I had similar problems in the past.

The 2 most common issues were:

1. Controller load - if the slurmctld was in heavy use, it sometimes didn't respond in timely manner, exceeding the timeout limit.

2. Topology and msg forwarding and aggregation.


For 2 - it would seem the nodes designated for forwarding are statically assigned based on topology. I could be wrong, but that's my observation, as I would get the socket timeout error when they had issues, even though other nodes in the same topology 'zone' were ok and could be used instead.
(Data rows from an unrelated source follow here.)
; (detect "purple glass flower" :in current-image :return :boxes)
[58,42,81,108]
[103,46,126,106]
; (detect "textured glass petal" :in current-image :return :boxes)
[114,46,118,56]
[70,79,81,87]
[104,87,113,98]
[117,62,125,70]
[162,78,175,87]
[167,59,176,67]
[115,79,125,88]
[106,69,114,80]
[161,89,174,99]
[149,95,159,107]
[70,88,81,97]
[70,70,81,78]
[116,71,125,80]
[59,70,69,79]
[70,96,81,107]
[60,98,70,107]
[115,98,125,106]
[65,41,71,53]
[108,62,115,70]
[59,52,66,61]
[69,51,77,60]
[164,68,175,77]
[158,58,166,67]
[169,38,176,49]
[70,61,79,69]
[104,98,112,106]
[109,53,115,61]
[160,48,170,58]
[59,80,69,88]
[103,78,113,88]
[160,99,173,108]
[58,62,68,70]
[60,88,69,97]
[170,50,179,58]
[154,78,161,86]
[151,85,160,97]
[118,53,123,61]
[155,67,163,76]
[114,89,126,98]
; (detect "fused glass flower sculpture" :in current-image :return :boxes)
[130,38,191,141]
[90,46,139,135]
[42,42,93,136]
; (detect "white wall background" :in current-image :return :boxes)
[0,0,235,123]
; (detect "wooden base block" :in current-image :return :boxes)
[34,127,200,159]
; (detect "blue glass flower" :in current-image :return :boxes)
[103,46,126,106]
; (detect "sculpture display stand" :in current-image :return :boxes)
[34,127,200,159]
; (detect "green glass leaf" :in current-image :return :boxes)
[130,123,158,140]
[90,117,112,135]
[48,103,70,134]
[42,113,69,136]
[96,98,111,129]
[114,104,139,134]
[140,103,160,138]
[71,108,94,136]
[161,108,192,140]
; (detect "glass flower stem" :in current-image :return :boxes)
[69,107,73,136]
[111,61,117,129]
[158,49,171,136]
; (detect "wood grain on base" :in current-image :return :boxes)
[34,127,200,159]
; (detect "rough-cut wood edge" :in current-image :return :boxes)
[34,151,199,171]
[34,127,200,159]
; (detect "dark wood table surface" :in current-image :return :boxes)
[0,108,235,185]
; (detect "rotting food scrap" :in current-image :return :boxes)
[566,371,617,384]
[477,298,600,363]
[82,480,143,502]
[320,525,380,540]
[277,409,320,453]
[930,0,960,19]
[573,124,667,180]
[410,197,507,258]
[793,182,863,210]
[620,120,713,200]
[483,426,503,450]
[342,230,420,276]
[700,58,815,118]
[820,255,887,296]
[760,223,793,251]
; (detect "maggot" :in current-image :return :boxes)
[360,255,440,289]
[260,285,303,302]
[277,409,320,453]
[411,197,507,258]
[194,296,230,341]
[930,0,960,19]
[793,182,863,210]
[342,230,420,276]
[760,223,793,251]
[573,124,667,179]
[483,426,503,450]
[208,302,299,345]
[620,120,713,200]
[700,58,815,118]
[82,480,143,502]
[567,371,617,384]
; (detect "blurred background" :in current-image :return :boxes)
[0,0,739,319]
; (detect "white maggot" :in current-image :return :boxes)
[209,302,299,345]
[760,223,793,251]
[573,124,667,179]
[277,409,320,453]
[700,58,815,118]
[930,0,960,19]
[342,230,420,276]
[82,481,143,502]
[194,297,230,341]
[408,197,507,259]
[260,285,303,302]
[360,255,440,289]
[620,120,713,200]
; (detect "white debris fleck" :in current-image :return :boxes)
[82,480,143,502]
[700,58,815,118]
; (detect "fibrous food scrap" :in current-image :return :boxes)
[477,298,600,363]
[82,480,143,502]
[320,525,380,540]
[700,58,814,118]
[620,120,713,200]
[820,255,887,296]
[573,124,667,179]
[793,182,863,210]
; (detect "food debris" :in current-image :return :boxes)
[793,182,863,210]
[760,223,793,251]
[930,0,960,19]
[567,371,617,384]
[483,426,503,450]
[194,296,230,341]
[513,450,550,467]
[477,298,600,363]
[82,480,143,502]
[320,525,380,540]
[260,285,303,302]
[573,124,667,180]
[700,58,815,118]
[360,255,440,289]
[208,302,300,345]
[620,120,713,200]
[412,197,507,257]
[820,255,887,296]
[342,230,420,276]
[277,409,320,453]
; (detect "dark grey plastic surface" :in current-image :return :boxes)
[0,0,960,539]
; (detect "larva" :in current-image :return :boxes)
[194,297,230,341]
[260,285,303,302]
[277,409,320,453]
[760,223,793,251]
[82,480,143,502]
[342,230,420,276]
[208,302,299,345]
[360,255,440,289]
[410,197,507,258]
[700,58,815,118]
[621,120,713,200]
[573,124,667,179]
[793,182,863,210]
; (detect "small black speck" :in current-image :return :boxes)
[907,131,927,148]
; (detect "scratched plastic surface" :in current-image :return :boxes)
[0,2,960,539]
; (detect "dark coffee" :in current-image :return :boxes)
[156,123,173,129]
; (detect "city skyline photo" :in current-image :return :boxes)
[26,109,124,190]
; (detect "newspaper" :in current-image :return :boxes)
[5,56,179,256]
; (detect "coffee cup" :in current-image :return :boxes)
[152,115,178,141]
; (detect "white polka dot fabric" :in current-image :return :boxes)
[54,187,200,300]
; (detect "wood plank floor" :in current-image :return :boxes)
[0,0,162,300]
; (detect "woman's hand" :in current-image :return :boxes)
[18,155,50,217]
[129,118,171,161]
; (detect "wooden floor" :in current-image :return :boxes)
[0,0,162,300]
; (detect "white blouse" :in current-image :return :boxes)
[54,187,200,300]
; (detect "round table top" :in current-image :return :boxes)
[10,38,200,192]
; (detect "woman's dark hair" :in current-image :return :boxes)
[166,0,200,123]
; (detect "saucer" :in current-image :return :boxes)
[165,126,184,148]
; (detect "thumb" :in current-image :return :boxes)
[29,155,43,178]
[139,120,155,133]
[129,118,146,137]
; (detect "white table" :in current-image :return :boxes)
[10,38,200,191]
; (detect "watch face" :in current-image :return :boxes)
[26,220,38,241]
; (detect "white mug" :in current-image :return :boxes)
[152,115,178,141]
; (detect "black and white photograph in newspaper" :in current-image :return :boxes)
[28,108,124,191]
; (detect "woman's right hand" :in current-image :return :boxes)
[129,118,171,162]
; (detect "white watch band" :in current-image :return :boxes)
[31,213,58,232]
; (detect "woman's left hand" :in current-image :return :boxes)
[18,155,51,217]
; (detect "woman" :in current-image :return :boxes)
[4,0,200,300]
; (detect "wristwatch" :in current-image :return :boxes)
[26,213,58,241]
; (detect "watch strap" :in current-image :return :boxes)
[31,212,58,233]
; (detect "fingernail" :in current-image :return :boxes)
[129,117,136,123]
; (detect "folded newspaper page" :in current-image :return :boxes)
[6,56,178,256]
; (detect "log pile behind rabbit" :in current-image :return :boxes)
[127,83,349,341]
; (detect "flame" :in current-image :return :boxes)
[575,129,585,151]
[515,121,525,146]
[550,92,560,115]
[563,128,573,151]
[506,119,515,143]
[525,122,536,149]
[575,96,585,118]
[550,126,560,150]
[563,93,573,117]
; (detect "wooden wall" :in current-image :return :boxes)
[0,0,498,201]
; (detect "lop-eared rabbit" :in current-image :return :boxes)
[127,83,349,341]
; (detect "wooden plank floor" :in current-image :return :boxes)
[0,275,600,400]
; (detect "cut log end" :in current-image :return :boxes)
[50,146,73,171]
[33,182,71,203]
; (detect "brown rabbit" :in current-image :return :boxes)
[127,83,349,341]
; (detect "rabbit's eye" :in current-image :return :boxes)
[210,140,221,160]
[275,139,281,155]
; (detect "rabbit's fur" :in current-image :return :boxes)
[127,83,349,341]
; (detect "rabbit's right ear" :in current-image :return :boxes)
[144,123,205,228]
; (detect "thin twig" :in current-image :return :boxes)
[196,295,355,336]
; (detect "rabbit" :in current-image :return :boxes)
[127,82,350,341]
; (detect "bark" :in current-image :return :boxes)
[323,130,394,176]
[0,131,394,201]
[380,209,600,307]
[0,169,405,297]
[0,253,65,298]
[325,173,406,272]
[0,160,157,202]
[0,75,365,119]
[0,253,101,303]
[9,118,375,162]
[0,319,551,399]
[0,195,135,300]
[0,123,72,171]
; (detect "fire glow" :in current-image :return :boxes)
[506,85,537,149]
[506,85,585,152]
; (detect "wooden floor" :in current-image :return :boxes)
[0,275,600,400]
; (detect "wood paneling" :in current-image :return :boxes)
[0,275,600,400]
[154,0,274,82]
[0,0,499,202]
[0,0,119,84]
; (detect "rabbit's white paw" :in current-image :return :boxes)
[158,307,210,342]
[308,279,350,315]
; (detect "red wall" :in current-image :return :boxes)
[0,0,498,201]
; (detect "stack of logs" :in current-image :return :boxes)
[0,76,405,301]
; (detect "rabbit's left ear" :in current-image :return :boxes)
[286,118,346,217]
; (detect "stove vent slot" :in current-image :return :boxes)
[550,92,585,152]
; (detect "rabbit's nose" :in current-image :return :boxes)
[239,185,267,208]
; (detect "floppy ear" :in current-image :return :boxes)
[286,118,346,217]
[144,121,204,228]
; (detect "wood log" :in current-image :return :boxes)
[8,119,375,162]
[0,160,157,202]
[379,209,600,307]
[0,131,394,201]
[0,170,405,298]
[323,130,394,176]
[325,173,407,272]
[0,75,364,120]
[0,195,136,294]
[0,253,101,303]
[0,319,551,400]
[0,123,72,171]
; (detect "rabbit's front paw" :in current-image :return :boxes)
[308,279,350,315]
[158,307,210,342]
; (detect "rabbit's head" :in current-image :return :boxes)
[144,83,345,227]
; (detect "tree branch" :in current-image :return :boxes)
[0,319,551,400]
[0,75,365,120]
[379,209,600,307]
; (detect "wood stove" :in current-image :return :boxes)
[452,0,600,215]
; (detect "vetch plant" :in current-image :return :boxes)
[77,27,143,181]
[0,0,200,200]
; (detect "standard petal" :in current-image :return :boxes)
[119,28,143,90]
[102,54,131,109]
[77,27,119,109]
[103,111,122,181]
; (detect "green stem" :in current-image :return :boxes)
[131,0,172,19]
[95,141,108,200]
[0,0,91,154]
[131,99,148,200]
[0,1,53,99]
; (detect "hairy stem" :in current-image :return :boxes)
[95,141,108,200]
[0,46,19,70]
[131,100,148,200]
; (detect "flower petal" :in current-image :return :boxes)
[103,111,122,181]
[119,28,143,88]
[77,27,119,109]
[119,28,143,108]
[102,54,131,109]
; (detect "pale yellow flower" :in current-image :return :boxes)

It took debug3 to observe this in the logs, I think.


HTH

--Dani_L.

Marcelo Garcia

unread,
Jun 12, 2019, 3:43:41 AM6/12/19
to Slurm User Community List
Hi Steffen

We are using Lustre as underlying file system:
[root@teta2 ~]# cat /proc/fs/lustre/version
lustre: 2.7.19.11

Nothing has changed. I think this is happening for a long time, but before was very sporadic, and only recently became more frequent.

Best Regards

mg.
Click https://www.mailcontrol.com/sr/C3sVfTezEznGX2PQPOmvUj911dVlkoGM8wtqpF4T7nO4ifXHGgg4hDJ1wA0Q6k9yVX4zexuKDmbIiTKH8SslWQ== to report this email as spam.

Bjørn-Helge Mevik

unread,
Jun 12, 2019, 4:54:42 AM6/12/19
to slurm...@schedmd.com
Another possible cause (we currently see it on one of our clusters):
delays in ldap lookups.

We have sssd on the machines, and occasionally, when sssd contacts the
ldap server, it takes 5 or 10 seconds (or even 15) before it gets an
answer. If that happens because slurmctld is trying to look up some
user or group, etc, client commands depending on it will hang. The
default message timeout is 10 seconds, so if the delay is more than
that, you get the timeout error.

We don't know why the delays are happening, but while we are debugging
it, we've increased the MessageTimeout, which seems to have reduced the
problem a bit. We're also experimenting with GroupUpdateForce and
GroupUpdateTime to reduce the number of times slurmctld needs to ask
about groups, but I'm unsure how much that helps.

--
Bjørn-Helge Mevik, dr. scient,
Department for Research Computing, University of Oslo
signature.asc

Christopher Benjamin Coffey

unread,
Jun 12, 2019, 10:37:54 AM6/12/19
to slurm-users, slurm...@schedmd.com
Hi, you may want to look into increasing the sssd cache length on the nodes, and improving the network connectivity to your ldap directory. I recall when playing with sssd in the past that it wasn't actually caching. Verify with tcpdump, and "ls -l" through a directory. Once the uid/gid is resolved, it shouldn't be hitting the directory anymore till the cache expires.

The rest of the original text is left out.